In 1823, the Anti-Slavery Society was founded in London. Members included Joseph Sturge, Thomas Clarkson, William Wilberforce, Henry Brougham, Thomas Fowell Buxton, Elizabeth Heyrick, Mary Lloyd, Jane Smeal, Elizabeth Pease, and Anne Knight. Jamaican mixed-race campaigners such as Louis Celeste Lecesne and Richard Hill were also members of the Anti-Slavery Society.
During the Christmas holiday of 1831, a large-scale slave revolt in Jamaica, known as the Baptist War, broke out. It was organised originally as a peaceful strike by the Baptist minister Samuel Sharpe. The rebellion was suppressed by the militia of the Jamaican plantocracy and the British garrison ten days later in early 1832. Because of the loss of property and life in the 1831 rebellion, the British Parliament held two inquiries. The results of these inquiries contributed greatly to the abolition of slavery with the Slavery Abolition Act 1833.
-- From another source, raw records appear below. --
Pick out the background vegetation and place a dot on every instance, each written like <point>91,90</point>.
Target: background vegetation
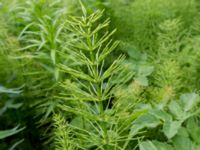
<point>99,74</point>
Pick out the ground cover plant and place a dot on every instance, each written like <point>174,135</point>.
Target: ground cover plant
<point>99,74</point>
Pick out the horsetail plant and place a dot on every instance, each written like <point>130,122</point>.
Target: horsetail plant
<point>99,121</point>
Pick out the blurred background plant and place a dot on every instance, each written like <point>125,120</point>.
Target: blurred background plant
<point>47,73</point>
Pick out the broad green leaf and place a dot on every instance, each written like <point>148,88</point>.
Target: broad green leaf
<point>162,145</point>
<point>154,145</point>
<point>7,133</point>
<point>170,128</point>
<point>184,143</point>
<point>175,109</point>
<point>194,130</point>
<point>147,145</point>
<point>189,100</point>
<point>160,114</point>
<point>145,121</point>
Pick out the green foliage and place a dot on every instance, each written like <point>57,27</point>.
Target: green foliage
<point>77,80</point>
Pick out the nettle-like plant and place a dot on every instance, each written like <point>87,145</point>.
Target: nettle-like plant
<point>97,110</point>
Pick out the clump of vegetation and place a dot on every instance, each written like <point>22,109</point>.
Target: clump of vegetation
<point>99,75</point>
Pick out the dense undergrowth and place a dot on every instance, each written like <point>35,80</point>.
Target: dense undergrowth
<point>99,74</point>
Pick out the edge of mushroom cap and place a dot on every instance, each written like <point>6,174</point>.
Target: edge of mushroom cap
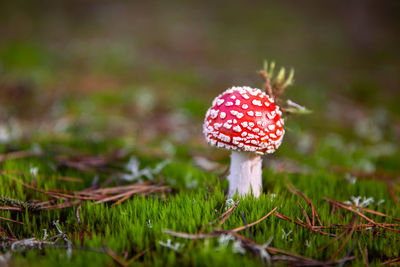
<point>263,147</point>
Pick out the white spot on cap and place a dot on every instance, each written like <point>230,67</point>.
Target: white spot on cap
<point>224,137</point>
<point>214,113</point>
<point>254,92</point>
<point>254,142</point>
<point>227,125</point>
<point>217,125</point>
<point>237,129</point>
<point>256,102</point>
<point>271,115</point>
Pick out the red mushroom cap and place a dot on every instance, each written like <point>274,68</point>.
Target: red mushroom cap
<point>244,119</point>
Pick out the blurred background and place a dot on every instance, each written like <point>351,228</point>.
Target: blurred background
<point>140,75</point>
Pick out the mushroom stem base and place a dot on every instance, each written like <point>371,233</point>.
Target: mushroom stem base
<point>245,174</point>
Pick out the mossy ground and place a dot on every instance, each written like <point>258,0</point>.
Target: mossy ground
<point>74,84</point>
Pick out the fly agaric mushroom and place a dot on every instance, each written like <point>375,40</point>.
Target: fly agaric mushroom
<point>248,122</point>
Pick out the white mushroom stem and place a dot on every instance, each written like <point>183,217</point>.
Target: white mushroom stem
<point>245,174</point>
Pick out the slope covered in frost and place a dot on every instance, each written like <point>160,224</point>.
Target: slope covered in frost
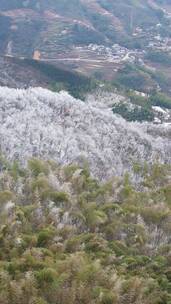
<point>37,122</point>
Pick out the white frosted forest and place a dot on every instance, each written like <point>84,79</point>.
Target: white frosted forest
<point>37,122</point>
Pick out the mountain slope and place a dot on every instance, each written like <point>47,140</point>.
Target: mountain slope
<point>61,24</point>
<point>69,130</point>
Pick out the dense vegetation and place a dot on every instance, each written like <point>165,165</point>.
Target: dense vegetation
<point>66,238</point>
<point>76,84</point>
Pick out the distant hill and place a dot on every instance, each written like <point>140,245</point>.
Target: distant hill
<point>52,26</point>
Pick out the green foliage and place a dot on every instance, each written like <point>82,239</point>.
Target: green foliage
<point>94,243</point>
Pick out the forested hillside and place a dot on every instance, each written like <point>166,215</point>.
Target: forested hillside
<point>66,238</point>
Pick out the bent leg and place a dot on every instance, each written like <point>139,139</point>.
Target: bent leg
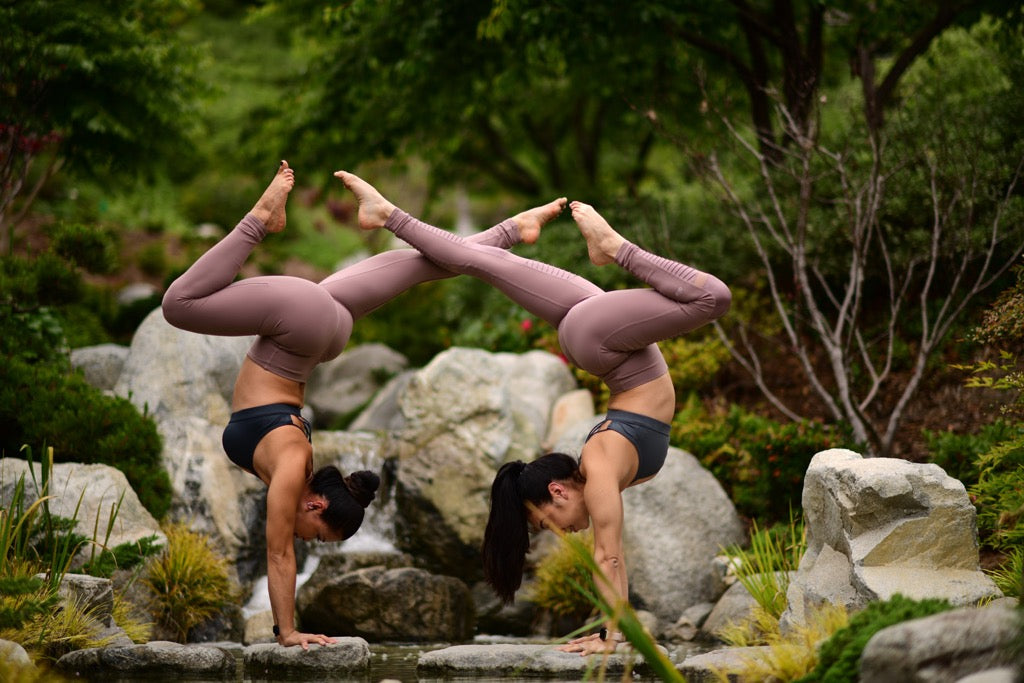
<point>613,335</point>
<point>543,290</point>
<point>366,286</point>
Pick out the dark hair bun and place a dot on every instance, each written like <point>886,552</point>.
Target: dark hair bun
<point>363,485</point>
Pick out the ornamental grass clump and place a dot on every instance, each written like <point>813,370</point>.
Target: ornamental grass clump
<point>839,657</point>
<point>764,568</point>
<point>188,581</point>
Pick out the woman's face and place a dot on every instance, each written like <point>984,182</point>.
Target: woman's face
<point>565,511</point>
<point>310,526</point>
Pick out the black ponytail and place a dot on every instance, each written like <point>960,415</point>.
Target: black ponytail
<point>506,539</point>
<point>346,497</point>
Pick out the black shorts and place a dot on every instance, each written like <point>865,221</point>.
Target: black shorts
<point>247,428</point>
<point>648,436</point>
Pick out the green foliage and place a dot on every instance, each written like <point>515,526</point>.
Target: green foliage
<point>95,84</point>
<point>781,657</point>
<point>188,581</point>
<point>1009,577</point>
<point>557,577</point>
<point>82,424</point>
<point>24,598</point>
<point>622,614</point>
<point>760,462</point>
<point>123,556</point>
<point>957,454</point>
<point>840,654</point>
<point>764,567</point>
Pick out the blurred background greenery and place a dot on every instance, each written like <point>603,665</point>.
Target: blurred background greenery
<point>852,170</point>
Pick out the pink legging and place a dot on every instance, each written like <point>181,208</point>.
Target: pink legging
<point>299,323</point>
<point>608,334</point>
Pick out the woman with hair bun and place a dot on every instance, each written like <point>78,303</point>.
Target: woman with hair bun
<point>611,335</point>
<point>298,324</point>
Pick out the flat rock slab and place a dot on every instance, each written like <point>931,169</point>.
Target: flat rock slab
<point>272,663</point>
<point>520,660</point>
<point>156,657</point>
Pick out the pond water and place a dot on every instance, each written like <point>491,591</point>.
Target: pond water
<point>397,663</point>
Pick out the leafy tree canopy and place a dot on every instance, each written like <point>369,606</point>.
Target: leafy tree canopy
<point>90,83</point>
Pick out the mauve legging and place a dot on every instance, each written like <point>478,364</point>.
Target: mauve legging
<point>608,334</point>
<point>299,323</point>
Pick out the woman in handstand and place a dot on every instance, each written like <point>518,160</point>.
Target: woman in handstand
<point>298,324</point>
<point>609,334</point>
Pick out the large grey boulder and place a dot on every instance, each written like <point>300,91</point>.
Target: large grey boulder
<point>711,667</point>
<point>879,526</point>
<point>100,365</point>
<point>381,604</point>
<point>94,491</point>
<point>345,384</point>
<point>523,660</point>
<point>675,525</point>
<point>465,414</point>
<point>383,412</point>
<point>347,658</point>
<point>173,373</point>
<point>942,648</point>
<point>153,658</point>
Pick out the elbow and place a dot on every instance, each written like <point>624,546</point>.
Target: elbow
<point>721,295</point>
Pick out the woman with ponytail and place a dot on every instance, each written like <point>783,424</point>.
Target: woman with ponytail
<point>298,325</point>
<point>612,335</point>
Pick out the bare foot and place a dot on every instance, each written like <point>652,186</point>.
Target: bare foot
<point>530,221</point>
<point>374,209</point>
<point>602,241</point>
<point>270,207</point>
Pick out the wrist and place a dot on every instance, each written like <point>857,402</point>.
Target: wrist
<point>613,636</point>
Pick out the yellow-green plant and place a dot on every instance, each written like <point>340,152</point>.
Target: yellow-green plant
<point>188,581</point>
<point>787,657</point>
<point>125,616</point>
<point>622,614</point>
<point>764,567</point>
<point>555,577</point>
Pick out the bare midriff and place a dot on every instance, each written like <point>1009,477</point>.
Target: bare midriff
<point>655,399</point>
<point>256,386</point>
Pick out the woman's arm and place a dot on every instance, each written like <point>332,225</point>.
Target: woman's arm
<point>602,495</point>
<point>283,497</point>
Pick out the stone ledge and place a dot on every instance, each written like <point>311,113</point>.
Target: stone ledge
<point>521,660</point>
<point>271,662</point>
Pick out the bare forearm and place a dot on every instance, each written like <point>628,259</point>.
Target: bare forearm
<point>611,581</point>
<point>281,585</point>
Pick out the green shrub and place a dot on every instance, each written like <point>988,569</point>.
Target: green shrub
<point>40,404</point>
<point>840,655</point>
<point>87,247</point>
<point>998,494</point>
<point>958,454</point>
<point>760,462</point>
<point>763,567</point>
<point>558,578</point>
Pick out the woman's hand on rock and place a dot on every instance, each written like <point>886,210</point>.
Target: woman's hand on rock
<point>304,639</point>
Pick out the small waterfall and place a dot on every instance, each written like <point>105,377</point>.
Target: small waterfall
<point>376,534</point>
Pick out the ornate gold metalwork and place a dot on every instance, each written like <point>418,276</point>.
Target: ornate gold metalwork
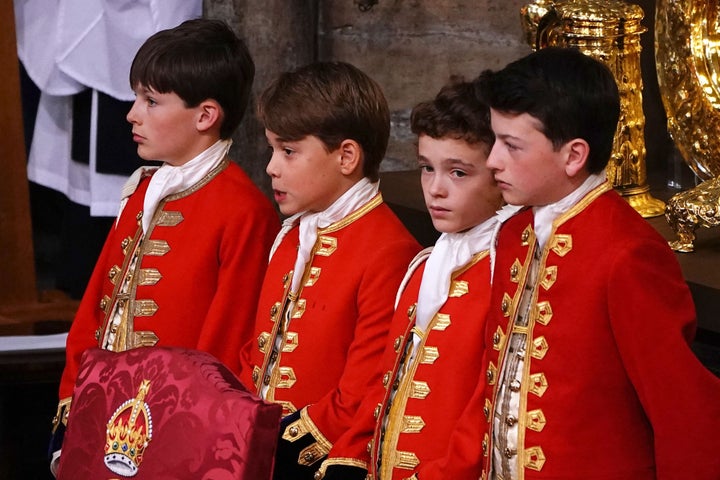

Up until then, sugar planters from rich British islands such as the Colony of Jamaica and Barbados were able to buy rotten and pocket boroughs, and they were able to form a body of resistance to moves to abolish slavery itself. This West India Lobby, which later evolved into the West India Committee, purchased enough seats to be able to resist the overtures of abolitionists. However, The Reform Act 1832 swept away their rotten borough seats, clearing the way for a majority of members of the House of Commons to push through a law to abolish slavery itself throughout the British Empire.
The Act had its third reading in the House of Commons on 26 July 1833, three days before William Wilberforce died. It received the Royal Assent a month later, on 28 August, and came into force the following year, on 1 August 1834. In practical terms, only slaves below the age of six were freed in the colonies. Former slaves over the age of six were redesignated as "apprentices", and their servitude was abolished in two stages: the first set of apprenticeships came to an end on 1 August 1838, while the final apprenticeships were scheduled to cease on 1 August 1840. The Act specifically excluded "the Territories in the Possession of the East India Company, or to the Island of Ceylon, or to the Island of Saint Helena." The exceptions were eliminated in 1843.
Payments to slave owners
The Act provided for payments to slave-owners. The amount of money to be spent on the payments was set at "the Sum of Twenty Million Pounds Sterling". Under the terms of the Act, the British government raised £20 million to pay out for the loss of the slaves as business assets to the registered owners of the freed slaves. In 1833, £20 million amounted to 40% of the Treasury's annual income or approximately 5% of British GDP at the time. To finance the payments, the British government took on a £15 million loan, finalised on 3 August 1835, with banker Nathan Mayer Rothschild and his brother-in-law Moses Montefiore; £5 million was paid out directly in government stock, worth £1.5 billion in present day. The money was not paid back by the British taxpayers until 2015, when the British Government decided to modernise the gilt portfolio by redeeming all remaining undated gilts. The long gap between this money being borrowed and its repayment was due to the type of financial instrument that was used, rather than the amount of money borrowed.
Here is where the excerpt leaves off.